The process control strategy and control of critical steps were established during manufacturing development and were based on risk assessment, internal quality standards, manufacturing experience and process characterization studies. The PPQ strategy supports validation of the 45 mg and 60 mg drug product manufacturing processes, batch scale range, and equipment. The commercial manufacturing process is consistently controlled by the process parameters within specified ranges and produces drug product that meets the predefined acceptance criteria.

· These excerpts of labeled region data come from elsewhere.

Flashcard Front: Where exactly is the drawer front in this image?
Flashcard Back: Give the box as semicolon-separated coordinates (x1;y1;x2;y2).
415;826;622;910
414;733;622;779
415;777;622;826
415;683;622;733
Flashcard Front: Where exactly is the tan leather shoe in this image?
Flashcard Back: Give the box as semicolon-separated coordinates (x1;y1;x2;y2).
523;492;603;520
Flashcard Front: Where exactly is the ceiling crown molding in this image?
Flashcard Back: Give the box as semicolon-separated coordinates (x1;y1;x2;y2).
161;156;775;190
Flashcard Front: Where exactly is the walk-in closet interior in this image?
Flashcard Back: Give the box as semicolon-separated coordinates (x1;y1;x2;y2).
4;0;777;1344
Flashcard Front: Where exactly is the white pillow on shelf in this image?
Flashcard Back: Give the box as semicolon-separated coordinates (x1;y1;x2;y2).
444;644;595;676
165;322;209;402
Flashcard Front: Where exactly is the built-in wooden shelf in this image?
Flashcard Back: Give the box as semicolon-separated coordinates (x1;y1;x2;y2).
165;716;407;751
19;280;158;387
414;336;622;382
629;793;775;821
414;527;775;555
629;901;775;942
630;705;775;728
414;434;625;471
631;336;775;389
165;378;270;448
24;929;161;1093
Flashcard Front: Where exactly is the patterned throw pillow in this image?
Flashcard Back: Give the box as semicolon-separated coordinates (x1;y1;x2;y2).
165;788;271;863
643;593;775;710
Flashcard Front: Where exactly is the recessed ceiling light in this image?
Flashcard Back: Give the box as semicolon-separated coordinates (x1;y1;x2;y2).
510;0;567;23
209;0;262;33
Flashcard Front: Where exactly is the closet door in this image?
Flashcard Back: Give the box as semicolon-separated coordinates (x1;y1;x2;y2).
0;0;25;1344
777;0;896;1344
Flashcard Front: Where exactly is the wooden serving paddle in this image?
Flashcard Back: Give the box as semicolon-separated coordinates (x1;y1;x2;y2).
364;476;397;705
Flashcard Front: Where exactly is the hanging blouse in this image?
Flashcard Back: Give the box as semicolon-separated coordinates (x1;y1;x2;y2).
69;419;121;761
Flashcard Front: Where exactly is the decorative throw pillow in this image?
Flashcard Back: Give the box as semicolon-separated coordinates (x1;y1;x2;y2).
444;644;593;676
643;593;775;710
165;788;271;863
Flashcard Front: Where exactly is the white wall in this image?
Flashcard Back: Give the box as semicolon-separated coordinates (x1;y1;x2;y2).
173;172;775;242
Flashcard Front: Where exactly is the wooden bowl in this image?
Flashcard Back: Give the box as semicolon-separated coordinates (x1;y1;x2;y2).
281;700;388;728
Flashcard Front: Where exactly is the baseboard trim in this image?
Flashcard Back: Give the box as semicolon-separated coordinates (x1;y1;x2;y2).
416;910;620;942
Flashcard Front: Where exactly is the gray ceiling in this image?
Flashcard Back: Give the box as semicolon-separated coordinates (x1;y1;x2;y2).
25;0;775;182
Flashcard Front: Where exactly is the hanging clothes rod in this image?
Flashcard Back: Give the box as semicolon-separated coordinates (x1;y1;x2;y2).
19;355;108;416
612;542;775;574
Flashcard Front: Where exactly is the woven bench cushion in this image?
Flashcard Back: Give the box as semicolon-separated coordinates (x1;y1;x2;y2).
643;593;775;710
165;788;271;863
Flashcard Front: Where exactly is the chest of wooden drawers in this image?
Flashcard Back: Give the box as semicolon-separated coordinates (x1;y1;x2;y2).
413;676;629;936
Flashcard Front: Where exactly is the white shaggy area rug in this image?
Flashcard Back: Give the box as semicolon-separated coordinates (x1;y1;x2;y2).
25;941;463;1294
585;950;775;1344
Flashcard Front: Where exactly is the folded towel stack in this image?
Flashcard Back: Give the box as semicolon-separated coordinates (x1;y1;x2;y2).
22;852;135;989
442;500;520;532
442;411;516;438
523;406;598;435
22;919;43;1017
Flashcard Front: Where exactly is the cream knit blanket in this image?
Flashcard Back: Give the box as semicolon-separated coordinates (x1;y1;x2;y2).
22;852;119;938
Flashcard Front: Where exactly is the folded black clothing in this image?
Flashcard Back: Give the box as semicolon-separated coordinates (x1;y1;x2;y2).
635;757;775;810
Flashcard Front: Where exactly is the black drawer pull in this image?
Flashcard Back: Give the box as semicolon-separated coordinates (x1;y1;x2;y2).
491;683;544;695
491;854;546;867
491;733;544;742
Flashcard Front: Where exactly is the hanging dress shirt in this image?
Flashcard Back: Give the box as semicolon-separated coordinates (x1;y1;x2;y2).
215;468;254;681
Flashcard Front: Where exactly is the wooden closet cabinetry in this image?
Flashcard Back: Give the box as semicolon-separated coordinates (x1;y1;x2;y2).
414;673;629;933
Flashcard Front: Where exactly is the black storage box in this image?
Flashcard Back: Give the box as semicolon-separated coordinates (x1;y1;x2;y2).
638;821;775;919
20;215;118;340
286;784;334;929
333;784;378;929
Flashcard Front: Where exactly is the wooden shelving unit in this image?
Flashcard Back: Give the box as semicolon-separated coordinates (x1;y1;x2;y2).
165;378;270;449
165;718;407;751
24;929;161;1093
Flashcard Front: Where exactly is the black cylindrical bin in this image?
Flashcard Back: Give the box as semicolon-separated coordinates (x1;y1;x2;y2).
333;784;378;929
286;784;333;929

The drug product release and stability specifications were established based on ICH guidelines, product and process knowledge, clinical experience, stability data, and analytical and process variability. All drug product batches met the release and stability acceptance criteria.

Stability of the Drug Substance and Drug Product

Based on the stability data submitted, the proposed shelf life and storage conditions for the drug substance and drug product were adequately supported and are considered to be satisfactory. The proposed 36-month shelf life is acceptable when Winrevair is stored between 2 °C to 8 °C and protected from light. The compatibility studies support the proposed in-use shelf life of 4 hours at room temperature for reconstituted sotatercept solution.

Stability studies of the prefilled syringe containing sterile water for injection support the proposed shelf life of 60 months when stored at 2 °C to 32 °C.

Facilities and Equipment

The Swiss Agency for Therapeutic Products (Swissmedic) and Singapore’s Health Sciences Authority (HSA) served as the primary review agencies for this submission, as part of the Access Consortium: New Active Substance Work-Sharing Initiative (NASWSI). Following a peer review of the review reports prepared by Swissmedic and the HSA, an on-site evaluation (OSE) was not recommended to support the review of the New Drug Submission (NDS) for Winrevair, as the additional value of an OSE was determined to be limited.

Adventitious Agents Safety Evaluation

The drug substance and drug product manufacturing processes incorporate adequate control measures to prevent contamination and maintain microbial control.

The excipients used in the drug product formulation are not of animal or human origin.